Did you know that proximal hamstring tendon pain is one of the most common reasons for persisting hamstring problems?
It is quite literally a pain in the b*tt. The symptoms of proximal hamstring tendinopathy (PHT) are typically located at the top of the hamstring where it attaches to the ischial tuberosity (sitting bone of the pelvis). The local anatomy shows how the hamstring tendon and sciatic nerve run close together and referred symptoms to the back of the thigh can co-exist with PHT. The symptoms often develop gradually over time, so many people continue their sport and exercise routines until their performance and health are really limited. A delayed diagnosis and management can contribute to the extended recovery that is often required in these cases. Many people also find that sitting at work, in the car or at home worsens their symptoms.
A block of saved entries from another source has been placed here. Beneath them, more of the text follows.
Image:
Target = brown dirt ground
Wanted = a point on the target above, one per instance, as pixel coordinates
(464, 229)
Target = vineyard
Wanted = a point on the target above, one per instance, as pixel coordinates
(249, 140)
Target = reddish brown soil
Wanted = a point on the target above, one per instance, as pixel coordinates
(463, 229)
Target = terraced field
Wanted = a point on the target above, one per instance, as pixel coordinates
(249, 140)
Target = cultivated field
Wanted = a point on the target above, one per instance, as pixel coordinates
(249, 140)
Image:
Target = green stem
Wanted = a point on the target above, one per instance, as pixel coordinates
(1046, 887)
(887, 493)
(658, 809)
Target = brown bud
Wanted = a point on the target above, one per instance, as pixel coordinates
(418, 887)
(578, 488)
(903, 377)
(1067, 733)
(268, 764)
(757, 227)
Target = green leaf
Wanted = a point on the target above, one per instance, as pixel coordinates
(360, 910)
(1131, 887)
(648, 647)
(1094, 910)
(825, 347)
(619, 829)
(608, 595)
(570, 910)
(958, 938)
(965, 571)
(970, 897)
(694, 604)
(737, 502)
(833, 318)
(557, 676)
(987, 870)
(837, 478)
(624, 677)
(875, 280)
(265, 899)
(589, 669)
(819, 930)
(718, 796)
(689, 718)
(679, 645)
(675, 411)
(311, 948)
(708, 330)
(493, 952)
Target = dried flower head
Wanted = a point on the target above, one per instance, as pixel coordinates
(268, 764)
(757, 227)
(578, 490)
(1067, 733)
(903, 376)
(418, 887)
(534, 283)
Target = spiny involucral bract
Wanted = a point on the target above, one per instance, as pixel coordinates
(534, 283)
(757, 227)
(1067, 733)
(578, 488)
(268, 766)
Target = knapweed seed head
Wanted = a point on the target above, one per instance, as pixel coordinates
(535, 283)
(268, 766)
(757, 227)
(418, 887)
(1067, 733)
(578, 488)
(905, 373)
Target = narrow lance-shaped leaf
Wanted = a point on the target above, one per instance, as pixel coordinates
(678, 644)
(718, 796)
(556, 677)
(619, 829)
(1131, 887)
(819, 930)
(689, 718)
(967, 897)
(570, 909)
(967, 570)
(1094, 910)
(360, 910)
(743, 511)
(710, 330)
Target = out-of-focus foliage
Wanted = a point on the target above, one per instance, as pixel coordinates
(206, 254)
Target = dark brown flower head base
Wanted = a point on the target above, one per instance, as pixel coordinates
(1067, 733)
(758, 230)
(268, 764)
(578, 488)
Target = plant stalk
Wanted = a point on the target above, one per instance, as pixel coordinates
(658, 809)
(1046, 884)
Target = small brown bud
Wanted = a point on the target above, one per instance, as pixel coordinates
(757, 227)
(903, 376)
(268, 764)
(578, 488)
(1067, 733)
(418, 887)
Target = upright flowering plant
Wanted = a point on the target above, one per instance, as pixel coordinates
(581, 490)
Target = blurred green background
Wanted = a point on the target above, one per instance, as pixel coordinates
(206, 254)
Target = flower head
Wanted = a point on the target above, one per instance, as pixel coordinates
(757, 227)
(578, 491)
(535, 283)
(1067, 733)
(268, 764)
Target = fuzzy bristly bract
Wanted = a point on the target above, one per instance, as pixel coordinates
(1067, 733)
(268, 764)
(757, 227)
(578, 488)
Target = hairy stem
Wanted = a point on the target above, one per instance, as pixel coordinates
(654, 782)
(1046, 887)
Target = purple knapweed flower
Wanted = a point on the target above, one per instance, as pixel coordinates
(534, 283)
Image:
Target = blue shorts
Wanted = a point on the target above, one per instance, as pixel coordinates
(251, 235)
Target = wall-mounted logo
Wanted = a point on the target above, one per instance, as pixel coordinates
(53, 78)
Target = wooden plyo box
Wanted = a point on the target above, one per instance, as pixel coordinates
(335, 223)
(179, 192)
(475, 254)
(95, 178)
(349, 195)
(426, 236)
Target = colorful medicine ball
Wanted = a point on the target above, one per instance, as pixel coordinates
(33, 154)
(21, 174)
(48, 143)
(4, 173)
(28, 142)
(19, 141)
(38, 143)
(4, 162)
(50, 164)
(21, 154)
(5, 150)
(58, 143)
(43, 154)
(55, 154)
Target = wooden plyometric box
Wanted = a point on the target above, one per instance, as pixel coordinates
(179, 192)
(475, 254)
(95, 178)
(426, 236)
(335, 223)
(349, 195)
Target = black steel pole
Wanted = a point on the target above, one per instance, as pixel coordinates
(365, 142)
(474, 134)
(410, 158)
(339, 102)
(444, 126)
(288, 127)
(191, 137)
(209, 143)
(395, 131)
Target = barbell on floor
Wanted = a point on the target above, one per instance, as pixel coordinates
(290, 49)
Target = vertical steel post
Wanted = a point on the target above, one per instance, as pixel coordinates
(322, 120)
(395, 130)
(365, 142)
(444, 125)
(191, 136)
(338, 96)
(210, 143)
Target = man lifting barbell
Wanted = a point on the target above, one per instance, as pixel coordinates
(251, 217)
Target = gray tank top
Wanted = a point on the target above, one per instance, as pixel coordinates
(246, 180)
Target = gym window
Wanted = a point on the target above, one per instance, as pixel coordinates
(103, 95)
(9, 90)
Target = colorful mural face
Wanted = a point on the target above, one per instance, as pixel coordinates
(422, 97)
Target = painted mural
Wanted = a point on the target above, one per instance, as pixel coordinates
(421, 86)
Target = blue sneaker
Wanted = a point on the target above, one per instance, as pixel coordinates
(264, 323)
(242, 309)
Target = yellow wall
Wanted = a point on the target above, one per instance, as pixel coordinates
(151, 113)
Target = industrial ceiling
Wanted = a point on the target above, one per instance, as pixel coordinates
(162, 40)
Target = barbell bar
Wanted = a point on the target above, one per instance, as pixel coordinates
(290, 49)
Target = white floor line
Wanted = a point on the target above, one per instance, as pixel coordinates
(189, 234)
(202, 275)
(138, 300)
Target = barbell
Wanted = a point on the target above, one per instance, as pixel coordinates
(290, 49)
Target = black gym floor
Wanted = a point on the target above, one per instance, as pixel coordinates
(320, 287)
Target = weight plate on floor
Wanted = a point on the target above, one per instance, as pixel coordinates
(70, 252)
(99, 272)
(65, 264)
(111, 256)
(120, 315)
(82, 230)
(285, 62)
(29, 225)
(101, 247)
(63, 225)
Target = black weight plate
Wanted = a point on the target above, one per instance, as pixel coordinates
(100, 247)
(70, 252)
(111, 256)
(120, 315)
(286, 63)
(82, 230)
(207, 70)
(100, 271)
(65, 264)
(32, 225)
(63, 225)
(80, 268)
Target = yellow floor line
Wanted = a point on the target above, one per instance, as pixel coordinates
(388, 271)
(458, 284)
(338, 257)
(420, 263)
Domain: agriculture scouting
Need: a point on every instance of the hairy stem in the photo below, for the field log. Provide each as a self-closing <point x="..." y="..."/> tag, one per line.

For many, sitting is more painful than sport and exercise.
The first symptoms often involve mild upper hamstring/buttock tightness and soreness with sport or prolonged sitting. Therefore, people commonly start stretching their hamstrings in the hope that the tightness and soreness will go away. The paradox to this is that stretching tends to make the symptoms worse which might perpetuate the recovery.
In addition to the symptoms experienced, proximal hamstring tendinopathy changes the structure, mechanical and functional properties of the tendon over time. This might lead to longer times away from sport and exercise, sometimes greater than 12 months.
Did you know that resting from sport and exercise alone is not effective in overcoming proximal hamstring tendinopathy?
Absolute rest is rarely indicated in load related tendinopathy management since tendon health relies on appropriate load stimulus. Relative rest, load management, can however be important to settle symptoms to a level where tendon loading can be reintroduced successfully. Successful proximal hamstring tendinopathy rehabilitation involves loading of the muscle and tendon with exercises that restore mechanical and functional properties. Without tendon loading and a sport & exercise reconditioning phase, the symptoms tends to reappear quickly when running or sport are resumed. This loading/pain paradox is why rest alone (until pain-free) is generally an ineffective hamstring tendinopathy strategy in returning to sport and exercise.
What can I do?
The cause and risk factors associated with hamstring tendinopathy is believed to be multifactorial. There is no “vaccine” for sport and exercise related hamstring problems. A combination of a balanced training plan that includes hip, hamstring and calf exercises are important factors for your tendon health and function. Early detection and management of proximal hamstring tendinopathy signs and symptoms are linked with shorter rehab times.
Key take home messages
→ Do not ignore the early signs and symptoms of hamstring tendinopathy (stiffness/soreness).
→ Clinical signs of proximal hamstring tendinopathy include local symptoms (and tenderness) at the ischial tuberosity linked to sitting, stretching, running, cycling and in the gym squatting, lunging or deadlifting.
→ Stretching of the hamstring might compress the tendon and increase symptoms.
→ Evidence based treatments include individual management plans with focus on exercise rehab, graded tendon and sport specific loading programs.